Here are some of the best DVDs for showcasing the color performance of your video display:
- Finding Nemo. This is, to my eyes, the best-looking DVD on the market today, period. Yeah, I know what you're saying—it's for kids, or it's a cartoon, or it's (more accurately) all computer-generated. So what? Finding Nemo is a glorious celebration of color that looks its best on a high-quality, well-calibrated widescreen display. The colors are simultaneously rich and subtle, and the digital-to-digital transfer is as close to perfect as it gets; the picture is so detailed it looks almost high definition. For a good demo, try the "first day of school" scene, as Marlin and Nemo sweep through an amazingly colorful coral reef. And, as an added bonus, the movie's surround sound is equally impressive; it's almost like you're underwater with the other fish. (For similarly impressive computer-animated films, check out Ice Age and Shark Tales—the latter of which is thought by some videophiles to be an even better showcase than Finding Nemo.)
- Amélie. This French film is a candy-colored treat for the eyes. The film's color palette is wonderfully vibrant, ranging from richly monochromatic to vividly rainbow-like. Especially impressive are scenes that blend two equally dominant colors, such as bright green and bright red, without a bit of compromise. Look also for odd bursts of contrasting color within a scene, such as the vivid blue lamp in Amélie's all-red apartment. It's a charming film that's a joy to watch.
- Pleasantville. Yes, the first half of the movie is in black and white, but when the color starts coming in, it's well worth the wait. The genius of Pleasantville is the way color is added in spots; when viewed on a quality display, you'll see these vivid colors perfectly outlined against the monochrome background, with not a hint of color bleeding. Plus, there's something about isolating the colors like this that draws more attention to their brilliance. A real treat for the eyes, and a good test of your system's color rendition.
- Girl with a Pearl Earring. The colors on this DVD are deliberately warm, to give the effect of a Vermeer painting come to life. (The movie is about Vermeer, by the way.) The movie's photography covers the entire range of colors, but with a soft, almost-ruddy glow. The use of light and shadow is also masterful, especially on the candlelit indoor scenes.

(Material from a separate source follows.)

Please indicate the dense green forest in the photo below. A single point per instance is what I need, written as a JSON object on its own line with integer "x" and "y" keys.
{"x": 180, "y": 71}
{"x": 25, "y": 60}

- The Adventures of Robin Hood. This is an older (1938) film with a simply gorgeous picture. The latest restoration of this Technicolor film offers clean vibrant colors not typically seen in the films of today. The definition and clarity are excellent, with particularly brilliant greens throughout. On DVD, the film looks as if it were made just yesterday.
- Singin' in the Rain. Here's another superb restoration of a colorful Warner Brothers classic. The DVD was digitally remastered using Warner's Ultra-Resolution process, which scans some 400,000 individual film frames from the original Technicolor three-strip masters and then digitally recomposites them. The result is almost unbelievably clean and clear, with vibrant, eye-popping colors. Especially impressive is Gene Kelly's "The Broadway Melody" dream dance sequence, although there's not a dull scene to be found.
- Blue Crush. This movie is a kind of guilty pleasure, but it is great eye candy. The ocean never looked this good on disc before; skip all the girl talk and go right to the surfing scenes. You'll be enveloped in the sparkling blue of the water, which contrasts nicely with the lighter blue of the sky. (This is also a great disc for surround sound; the underwater scenes are especially realistic.)